И скоро Кожемякин заметил, что его слова уже не вызывают лестного внимания, их стали принимать бесспорно и, всё более нетерпеливо ожидая конца его речи, в конце торопливо говорили, кивая ему головой:

— Да, да, это так…

— Приблизительно верно, конечно…

Потом Галатская и Цветаев стали даже перебивать его напоминающими возгласами:

— Мы уже слышали это!

И дядя Марк не однажды строго останавливал их:

— Позвольте, дайте же кончить.

Кожемякин отмечал уже с недоумением и обидой: «Не оспаривают, даже и не слушают; сами говорят неумеренно, а для меня терпенья нет…»

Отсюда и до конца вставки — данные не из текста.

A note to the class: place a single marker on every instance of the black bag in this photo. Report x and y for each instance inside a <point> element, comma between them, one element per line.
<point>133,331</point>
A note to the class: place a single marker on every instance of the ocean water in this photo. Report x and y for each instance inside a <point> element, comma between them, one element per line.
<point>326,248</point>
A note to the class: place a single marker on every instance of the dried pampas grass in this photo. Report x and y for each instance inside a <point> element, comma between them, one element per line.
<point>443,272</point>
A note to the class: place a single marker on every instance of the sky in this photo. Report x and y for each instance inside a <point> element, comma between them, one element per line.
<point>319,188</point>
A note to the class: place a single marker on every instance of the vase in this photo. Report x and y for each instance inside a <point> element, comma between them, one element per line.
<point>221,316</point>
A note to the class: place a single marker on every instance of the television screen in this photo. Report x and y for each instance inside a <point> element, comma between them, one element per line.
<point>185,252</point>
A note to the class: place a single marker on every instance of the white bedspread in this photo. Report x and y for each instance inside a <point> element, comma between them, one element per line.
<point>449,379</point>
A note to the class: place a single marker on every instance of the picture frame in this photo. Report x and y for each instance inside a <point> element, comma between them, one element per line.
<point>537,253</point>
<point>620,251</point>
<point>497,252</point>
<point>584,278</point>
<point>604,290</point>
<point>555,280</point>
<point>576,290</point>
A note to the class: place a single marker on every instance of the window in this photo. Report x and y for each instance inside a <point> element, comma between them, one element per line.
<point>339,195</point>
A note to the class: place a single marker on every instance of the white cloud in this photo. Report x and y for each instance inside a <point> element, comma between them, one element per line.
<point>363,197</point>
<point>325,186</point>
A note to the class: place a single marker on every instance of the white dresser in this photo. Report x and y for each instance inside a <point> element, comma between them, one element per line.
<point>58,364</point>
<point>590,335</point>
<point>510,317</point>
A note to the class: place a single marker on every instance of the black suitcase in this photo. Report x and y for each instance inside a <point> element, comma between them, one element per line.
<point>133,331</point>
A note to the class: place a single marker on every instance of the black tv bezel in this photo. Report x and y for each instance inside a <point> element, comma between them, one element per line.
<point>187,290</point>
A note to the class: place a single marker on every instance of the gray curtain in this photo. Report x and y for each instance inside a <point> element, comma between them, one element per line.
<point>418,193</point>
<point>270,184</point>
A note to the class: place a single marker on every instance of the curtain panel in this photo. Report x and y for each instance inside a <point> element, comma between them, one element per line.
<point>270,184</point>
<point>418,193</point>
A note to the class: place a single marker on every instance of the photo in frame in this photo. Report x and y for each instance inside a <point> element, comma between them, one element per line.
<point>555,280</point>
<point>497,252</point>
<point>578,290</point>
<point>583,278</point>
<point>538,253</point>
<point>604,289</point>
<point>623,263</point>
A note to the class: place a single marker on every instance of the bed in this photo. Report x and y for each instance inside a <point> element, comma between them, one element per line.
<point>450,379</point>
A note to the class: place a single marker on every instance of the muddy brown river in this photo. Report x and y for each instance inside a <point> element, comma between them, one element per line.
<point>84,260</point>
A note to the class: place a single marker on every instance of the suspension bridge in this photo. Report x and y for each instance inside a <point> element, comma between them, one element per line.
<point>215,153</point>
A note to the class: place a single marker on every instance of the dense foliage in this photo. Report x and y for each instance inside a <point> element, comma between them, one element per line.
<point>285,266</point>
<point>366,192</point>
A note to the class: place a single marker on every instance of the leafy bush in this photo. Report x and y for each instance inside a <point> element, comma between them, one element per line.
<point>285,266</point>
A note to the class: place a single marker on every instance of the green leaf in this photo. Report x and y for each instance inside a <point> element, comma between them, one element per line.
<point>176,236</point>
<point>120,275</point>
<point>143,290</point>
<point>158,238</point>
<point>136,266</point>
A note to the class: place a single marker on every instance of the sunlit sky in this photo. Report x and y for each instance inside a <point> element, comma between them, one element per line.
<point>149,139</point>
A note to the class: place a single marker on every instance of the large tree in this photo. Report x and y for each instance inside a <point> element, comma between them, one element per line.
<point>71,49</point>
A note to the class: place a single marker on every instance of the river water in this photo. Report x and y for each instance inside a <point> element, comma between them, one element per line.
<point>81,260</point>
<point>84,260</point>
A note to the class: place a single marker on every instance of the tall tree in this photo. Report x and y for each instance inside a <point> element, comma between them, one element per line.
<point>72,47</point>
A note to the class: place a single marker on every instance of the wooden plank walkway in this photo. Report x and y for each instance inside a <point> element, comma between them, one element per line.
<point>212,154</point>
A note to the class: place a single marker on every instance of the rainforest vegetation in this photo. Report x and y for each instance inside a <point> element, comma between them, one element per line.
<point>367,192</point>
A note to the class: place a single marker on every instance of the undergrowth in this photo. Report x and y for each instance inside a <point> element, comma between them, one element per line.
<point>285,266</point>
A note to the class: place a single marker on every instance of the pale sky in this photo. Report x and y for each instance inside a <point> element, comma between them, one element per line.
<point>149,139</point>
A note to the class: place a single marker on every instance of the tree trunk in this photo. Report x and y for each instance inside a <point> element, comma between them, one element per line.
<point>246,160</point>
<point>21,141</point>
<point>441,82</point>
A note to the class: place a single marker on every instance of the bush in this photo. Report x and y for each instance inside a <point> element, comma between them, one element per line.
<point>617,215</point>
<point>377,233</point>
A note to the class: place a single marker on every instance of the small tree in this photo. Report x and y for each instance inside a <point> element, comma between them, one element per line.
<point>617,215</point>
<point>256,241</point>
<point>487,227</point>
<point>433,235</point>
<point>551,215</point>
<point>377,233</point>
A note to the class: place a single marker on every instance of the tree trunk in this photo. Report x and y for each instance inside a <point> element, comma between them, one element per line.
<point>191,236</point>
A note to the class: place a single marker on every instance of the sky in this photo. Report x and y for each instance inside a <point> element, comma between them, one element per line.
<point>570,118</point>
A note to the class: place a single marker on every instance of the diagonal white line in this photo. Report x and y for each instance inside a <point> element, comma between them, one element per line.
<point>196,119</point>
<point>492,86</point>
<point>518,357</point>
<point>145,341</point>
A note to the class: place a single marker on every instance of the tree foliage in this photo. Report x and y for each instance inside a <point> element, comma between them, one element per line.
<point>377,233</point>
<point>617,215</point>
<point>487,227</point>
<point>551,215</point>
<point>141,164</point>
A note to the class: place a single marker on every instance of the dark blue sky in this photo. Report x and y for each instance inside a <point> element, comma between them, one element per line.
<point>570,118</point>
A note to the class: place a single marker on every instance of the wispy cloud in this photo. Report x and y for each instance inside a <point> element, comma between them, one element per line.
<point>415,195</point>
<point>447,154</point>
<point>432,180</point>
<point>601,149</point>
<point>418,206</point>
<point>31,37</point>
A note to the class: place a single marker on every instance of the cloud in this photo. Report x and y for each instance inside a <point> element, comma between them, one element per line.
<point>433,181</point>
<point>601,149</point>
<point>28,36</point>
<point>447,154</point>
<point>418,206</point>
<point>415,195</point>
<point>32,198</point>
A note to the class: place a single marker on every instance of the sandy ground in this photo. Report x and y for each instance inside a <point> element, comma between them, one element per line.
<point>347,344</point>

Наконец случилось так, что Максим, не вставая со стула, заговорил против хозяина необычным складом речи, с дерзостью большей, чем всегда:

— Вы, Матвей Савельич, видно, не замечаете, что всегда говорите одно и то же, и все в пользу своего сословия, а ведь не оно страждет больше всех, но по его воле страждет весь народ.

Строгий и красивый, он всё повышал голос, и чем громче говорил, тем тише становилось в комнате. Сконфуженно опустив голову, Кожемякин исподлобья наблюдал за людьми — все смотрели на Максима, только тёмные зрачки горбуна, сократясь и окружённые голубоватыми кольцами белков, остановились на лице Кожемякина, как бы подстерегая его взгляд, да попадья, перестав работать, положила руки на колени и смотрела поверх очков в потолок.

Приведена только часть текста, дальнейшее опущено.